Abstract 3650: A noncanonical histone target of NSD2 may contribute to oncogenesis

Abstract

Abstract The NSD family of protein lysine methyltransferases (PKMTs), containing members NSD1, NSD2/MMSET/WHSC1, and NSD3/WHSC1L1, cause epigenetic aberrations when dysregulated in cancer and are thus attractive therapeutic targets. These enzymes share a canonical activity catalyzing the dimethylation of histone 3 lysine 36 (H3K36me2), a mark associated with gene activation. In cancer, these enzymes are often overexpressed, amplified, or mutated, resulting in increased global H3K36me2 and transcriptional activation. In addition to transcriptional regulation, NSD2 has also been reported to be involved in pathways such as DNA replication and repair, which cannot be readily rationalized via its H3K36 methylation activity. This suggests that NSD2 has unidentified substrates that carry out its additional biological function(s), nonredundant with NSD1/3. Furthermore, NSD2 has a recurring glutamate to lysine mutation in the catalytic SET domain at 1099 (E1099K), which results in gain-of-function activity on H3K36. Our preliminary data has shown that NSD2 has noncanonical histone targets that are augmented by NSD2 E1099K to drive oncogenesis.
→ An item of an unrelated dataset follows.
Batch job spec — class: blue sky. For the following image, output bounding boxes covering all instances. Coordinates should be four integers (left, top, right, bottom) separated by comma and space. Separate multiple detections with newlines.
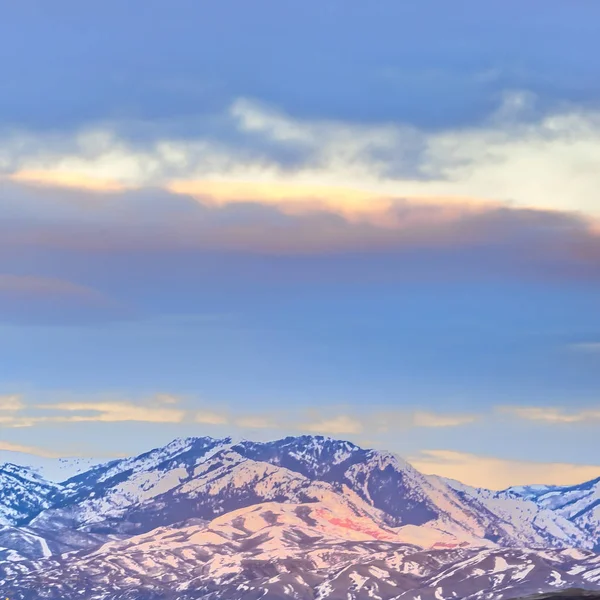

We are using cell based approaches to dissect its downstream biology to reveal NSD2's oncogenic potential. Citation Format: Nicole Weiss, Minkui Luo. A noncanonical histone target of NSD2 may contribute to oncogenesis [abstract]. In: Proceedings of the Annual Meeting of the American Association for Cancer Research 2020; 2020 Apr 27-28 and Jun 22-24. Philadelphia (PA): AACR; Cancer Res 2020;80(16 Suppl):Abstract nr 3650.